Per Geoffrey si tratta di un’impresa molto coraggiosa. Potrei spiegarglielo, ma non sarebbe contento, perché non capirebbe. Non come abbia iniziato questo discorso “rustico”, o perché, o che vantaggio ne abbia. Neppure come si possa insediare un’abitudine inutile, e come tu ti aggrappi a essa con tutte le forze, perché altrimenti perdi la tua identità, anche se non sei mai stato particolarmente grande. Come potrebbe capire una cosa del genere? Ha solo cinquantacinque anni.

All’improvviso Eric si mette a gridare: - Rex è scappato!

Tutti e due i bambini schizzano via dalla porta della mia stanza. Scorgo la signora Petrillo che scende per il corridoio appoggiata a delle stampelle robotiche. Strilla quando le passano accanto, ma almeno non la fanno cadere.

- Seguili, Geoff, prima che qualcuno si faccia male!

- Non faranno del male a nessuno, e neppure Rex.

- E come fai a saperlo? È un palazzo pieno di vecchi che oscillano come cicogne su zampe supplementari, e credi...

- Calmati, papà, Rex ha un sensore interno per evitare gli oggetti e...

- Mi stai parlando di un software? A me, mammoletta?

Adesso è veramente incazzato, lo vedo perché ora è silenzioso e teso, ancor di più se possibile: è una stecca di fibra di carbonio.

- Non hai davvero sviluppato quel software, papà. Lo hai rubato. Sono io che ho reso legittima la società e inoltre...

Allora mi accorgo che non ho più l’anello al dito: è sparito.

Daria era persiana, non greca, turca o araba. Se pensate che sia stato più semplice per me cercarla, siete pazzi. Ritornai dopo la mia ultima ferma e la cercai, oh se la cercai. A Cipro nessuno la conosceva, l’aveva mai vista o era disposto ad ammetterne l’esistenza. Non c’era alcun documento: “distrutti durante la guerra”.

Il nostro ultimo mattino insieme eravamo scesi fino a una caletta rocciosa.
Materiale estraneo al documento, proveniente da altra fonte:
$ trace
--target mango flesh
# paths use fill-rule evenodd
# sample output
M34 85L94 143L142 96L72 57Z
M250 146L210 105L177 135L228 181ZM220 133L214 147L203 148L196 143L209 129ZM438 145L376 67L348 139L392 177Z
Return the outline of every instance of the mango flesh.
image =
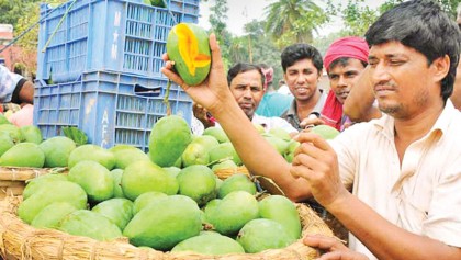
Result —
M199 206L216 197L216 177L206 166L190 166L182 169L178 177L179 194L194 200Z
M212 210L205 211L205 219L222 235L236 235L244 225L259 217L258 201L245 191L227 194Z
M329 125L316 125L311 128L311 132L322 136L324 139L334 139L339 135L339 131Z
M115 156L115 168L125 169L130 163L138 160L149 160L139 148L128 145L116 145L109 149Z
M138 212L123 230L130 242L156 250L170 250L178 242L200 234L201 211L183 195L156 200Z
M41 185L44 185L44 188L24 200L18 207L18 215L25 223L31 224L44 207L54 202L67 202L77 210L87 207L87 193L77 183L52 181L43 182Z
M278 222L292 238L300 238L300 215L293 202L285 196L271 195L262 199L259 201L259 214L263 218Z
M245 252L248 253L284 248L295 240L278 222L266 218L248 222L237 236L237 241L244 247Z
M217 233L206 233L176 245L171 252L192 251L203 255L245 253L244 248L234 239Z
M151 161L133 162L122 176L123 194L132 201L149 191L173 195L178 193L178 181Z
M45 167L67 167L76 143L66 136L55 136L42 142L38 147L45 152Z
M108 170L112 170L115 167L115 156L97 145L82 145L75 148L69 156L68 166L72 168L79 161L82 160L92 160L99 162L100 165L108 168Z
M31 226L36 228L58 228L59 223L68 214L77 211L68 202L55 202L45 206L32 221Z
M88 210L79 210L67 215L61 221L59 230L100 241L122 237L122 231L109 218Z
M192 133L184 118L178 115L161 117L149 136L150 160L160 167L171 167L192 142Z
M133 218L133 202L126 199L111 199L103 201L91 208L114 223L120 230L123 230Z
M234 191L246 191L249 194L255 195L256 185L246 174L236 173L223 181L223 184L221 184L221 188L217 191L217 197L224 199Z
M69 181L83 188L90 202L102 202L114 196L114 185L110 171L100 163L83 160L69 171Z
M168 34L167 54L187 84L200 84L209 76L211 50L202 27L192 23L175 25Z
M45 154L34 143L16 144L0 157L0 166L42 168L44 165Z

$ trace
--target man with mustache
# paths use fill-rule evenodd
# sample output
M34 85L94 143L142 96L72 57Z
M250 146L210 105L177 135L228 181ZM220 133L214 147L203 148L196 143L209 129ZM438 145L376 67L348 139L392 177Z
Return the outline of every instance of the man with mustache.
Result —
M449 99L458 25L436 2L411 0L383 13L366 39L383 115L330 142L300 133L292 165L233 103L213 34L207 81L187 86L171 63L162 72L216 116L251 172L293 201L314 196L350 230L349 249L307 236L304 244L325 251L319 259L461 259L461 113Z
M301 126L327 124L344 131L352 122L342 113L342 104L368 64L368 44L356 36L335 41L324 57L330 91L319 117L305 118Z
M283 118L277 116L266 117L256 113L259 102L261 102L266 92L266 77L260 66L245 63L234 65L227 72L227 83L239 108L254 124L261 125L266 131L279 127L293 135L297 133ZM201 105L194 105L194 115L205 127L215 125L217 122L210 123L210 114L206 112ZM198 129L199 127L194 126L194 128ZM194 134L200 135L198 131Z
M326 94L317 88L322 77L323 61L318 50L308 44L293 44L281 54L283 79L293 94L290 109L281 117L297 131L311 114L321 114Z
Avevamo lasciato Nicosia il giorno successivo al nostro incontro, per spostarci in un minuscolo villaggio costiero non troppo rovinato dalla guerra. Sulla spiaggia facemmo l’amore con i sassi levigati dal mare che ci pungevano le natiche, prima le sue, poi le mie. Daria tagliò una ciocca dei suoi capelli ribelli e schioccò un bacio premendo le sue labbra rosse su un foglio di carta. C’erano fiori di campo di color rosa che crescevano tra l’erba incolta. Piangemmo entrambi e giurai di tornare.
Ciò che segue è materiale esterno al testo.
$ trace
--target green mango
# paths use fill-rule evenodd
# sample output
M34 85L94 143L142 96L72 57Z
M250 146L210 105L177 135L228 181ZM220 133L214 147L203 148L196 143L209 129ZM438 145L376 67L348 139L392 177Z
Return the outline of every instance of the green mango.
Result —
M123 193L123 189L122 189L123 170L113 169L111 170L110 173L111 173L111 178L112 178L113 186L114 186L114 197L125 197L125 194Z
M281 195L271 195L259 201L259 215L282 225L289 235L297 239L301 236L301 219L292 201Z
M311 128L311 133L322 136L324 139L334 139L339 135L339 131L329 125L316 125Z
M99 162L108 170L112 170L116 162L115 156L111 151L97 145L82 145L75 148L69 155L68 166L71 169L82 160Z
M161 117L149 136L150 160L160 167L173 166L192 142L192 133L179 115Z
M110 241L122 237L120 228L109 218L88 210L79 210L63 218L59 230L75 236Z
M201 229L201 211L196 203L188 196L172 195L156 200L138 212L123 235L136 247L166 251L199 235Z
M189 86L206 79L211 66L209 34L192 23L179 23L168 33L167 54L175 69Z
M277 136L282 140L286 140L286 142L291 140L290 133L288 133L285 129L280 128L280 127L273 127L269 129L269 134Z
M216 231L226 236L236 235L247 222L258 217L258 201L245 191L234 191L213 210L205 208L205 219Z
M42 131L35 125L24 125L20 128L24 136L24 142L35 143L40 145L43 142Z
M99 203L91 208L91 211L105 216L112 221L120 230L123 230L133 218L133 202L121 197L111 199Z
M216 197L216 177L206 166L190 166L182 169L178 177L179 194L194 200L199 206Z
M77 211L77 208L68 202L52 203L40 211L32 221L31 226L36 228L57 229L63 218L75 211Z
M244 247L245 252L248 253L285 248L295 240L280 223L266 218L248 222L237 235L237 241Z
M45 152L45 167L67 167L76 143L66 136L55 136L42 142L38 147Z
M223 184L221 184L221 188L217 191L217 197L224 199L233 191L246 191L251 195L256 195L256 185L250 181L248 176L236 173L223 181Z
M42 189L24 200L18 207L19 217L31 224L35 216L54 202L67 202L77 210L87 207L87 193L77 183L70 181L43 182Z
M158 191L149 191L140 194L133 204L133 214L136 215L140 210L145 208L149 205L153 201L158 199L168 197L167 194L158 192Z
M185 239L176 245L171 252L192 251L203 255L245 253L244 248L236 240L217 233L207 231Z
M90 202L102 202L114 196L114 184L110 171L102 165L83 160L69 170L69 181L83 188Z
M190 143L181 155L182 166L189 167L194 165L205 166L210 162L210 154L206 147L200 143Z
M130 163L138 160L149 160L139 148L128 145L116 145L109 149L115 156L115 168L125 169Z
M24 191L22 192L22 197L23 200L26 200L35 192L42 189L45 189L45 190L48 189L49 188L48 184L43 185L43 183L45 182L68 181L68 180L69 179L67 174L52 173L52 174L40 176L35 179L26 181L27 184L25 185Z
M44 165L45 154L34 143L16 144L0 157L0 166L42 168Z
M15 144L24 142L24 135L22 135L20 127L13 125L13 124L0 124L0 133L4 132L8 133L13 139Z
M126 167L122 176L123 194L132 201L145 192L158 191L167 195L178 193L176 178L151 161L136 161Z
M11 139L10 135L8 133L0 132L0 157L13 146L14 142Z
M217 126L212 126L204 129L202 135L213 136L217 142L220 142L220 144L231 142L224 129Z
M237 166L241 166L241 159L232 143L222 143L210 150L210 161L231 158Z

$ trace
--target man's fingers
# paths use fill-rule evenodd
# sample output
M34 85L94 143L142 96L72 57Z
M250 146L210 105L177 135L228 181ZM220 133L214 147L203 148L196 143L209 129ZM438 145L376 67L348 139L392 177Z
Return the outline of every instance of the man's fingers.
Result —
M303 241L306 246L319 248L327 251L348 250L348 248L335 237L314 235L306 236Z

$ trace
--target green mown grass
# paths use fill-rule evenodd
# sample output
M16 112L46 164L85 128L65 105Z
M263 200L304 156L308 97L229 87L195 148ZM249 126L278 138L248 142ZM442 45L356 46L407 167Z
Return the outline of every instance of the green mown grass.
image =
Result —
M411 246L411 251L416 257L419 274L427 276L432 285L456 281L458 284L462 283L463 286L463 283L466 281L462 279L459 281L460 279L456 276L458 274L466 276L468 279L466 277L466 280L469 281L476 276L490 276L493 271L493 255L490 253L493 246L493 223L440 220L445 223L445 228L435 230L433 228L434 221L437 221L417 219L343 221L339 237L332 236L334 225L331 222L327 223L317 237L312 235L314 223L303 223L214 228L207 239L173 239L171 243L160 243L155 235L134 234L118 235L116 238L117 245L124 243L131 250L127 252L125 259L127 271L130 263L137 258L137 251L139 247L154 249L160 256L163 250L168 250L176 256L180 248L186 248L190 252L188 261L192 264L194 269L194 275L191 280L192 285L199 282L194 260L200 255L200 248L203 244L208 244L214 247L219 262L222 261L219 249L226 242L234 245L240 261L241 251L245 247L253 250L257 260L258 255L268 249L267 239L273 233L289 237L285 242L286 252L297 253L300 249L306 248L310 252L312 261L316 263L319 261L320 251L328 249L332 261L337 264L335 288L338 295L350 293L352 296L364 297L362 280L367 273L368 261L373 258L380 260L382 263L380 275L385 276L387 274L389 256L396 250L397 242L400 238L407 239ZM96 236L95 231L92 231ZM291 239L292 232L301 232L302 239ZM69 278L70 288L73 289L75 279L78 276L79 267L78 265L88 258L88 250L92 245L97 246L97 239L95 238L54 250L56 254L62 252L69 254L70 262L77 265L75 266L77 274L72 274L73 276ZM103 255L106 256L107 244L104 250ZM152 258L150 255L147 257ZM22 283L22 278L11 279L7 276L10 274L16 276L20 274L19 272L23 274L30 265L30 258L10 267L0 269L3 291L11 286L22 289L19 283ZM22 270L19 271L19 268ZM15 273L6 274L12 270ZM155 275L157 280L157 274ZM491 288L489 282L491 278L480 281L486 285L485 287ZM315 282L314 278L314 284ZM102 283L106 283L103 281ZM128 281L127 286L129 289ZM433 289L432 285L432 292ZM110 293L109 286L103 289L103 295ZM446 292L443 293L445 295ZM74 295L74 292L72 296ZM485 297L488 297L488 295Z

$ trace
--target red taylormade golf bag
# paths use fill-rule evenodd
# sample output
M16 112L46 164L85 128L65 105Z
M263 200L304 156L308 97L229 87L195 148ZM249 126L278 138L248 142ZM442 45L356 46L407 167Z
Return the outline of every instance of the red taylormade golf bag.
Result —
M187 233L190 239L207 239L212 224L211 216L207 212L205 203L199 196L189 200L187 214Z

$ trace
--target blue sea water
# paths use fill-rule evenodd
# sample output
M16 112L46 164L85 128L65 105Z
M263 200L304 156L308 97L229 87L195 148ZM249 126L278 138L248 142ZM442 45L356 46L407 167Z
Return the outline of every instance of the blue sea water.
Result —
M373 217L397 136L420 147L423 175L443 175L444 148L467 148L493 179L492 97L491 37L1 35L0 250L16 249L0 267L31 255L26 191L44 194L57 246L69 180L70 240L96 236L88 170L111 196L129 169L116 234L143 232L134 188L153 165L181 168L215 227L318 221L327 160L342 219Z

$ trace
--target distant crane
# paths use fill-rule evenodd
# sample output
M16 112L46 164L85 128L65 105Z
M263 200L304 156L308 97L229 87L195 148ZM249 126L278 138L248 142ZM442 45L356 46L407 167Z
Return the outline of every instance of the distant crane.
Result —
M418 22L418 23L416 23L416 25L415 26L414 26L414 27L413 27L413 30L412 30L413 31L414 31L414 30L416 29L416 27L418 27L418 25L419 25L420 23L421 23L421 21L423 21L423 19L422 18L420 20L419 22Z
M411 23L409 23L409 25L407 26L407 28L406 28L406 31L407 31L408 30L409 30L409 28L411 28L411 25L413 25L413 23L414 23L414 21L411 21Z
Lo feci, infatti, ma non riuscii a trovarla. Era una delle tante prostitute di Cipro: chi mai cercherebbe gente di quel tipo? Alla fine fui costretto ad arrendermi. Tornai a Brooklyn e conservai nel plastolux i capelli e il bacio (era talmente rosso... oggi invece tutte usano l’oro, e sembrano stravaganti lampadari).

In seguito, nascosi la bolla insieme alla mia uniforme dell’esercito, dove Miriam non poteva trovarla. Povera Miriam, a suo modo era una buona moglie, una buona madre. Non era colpa sua se non era Daria. Nessuno era come lei.

Fino a oggi, naturalmente, quando centinaia di persone lo sono, almeno in parte. Centinaia? Forse migliaia. Chiunque possa permetterselo.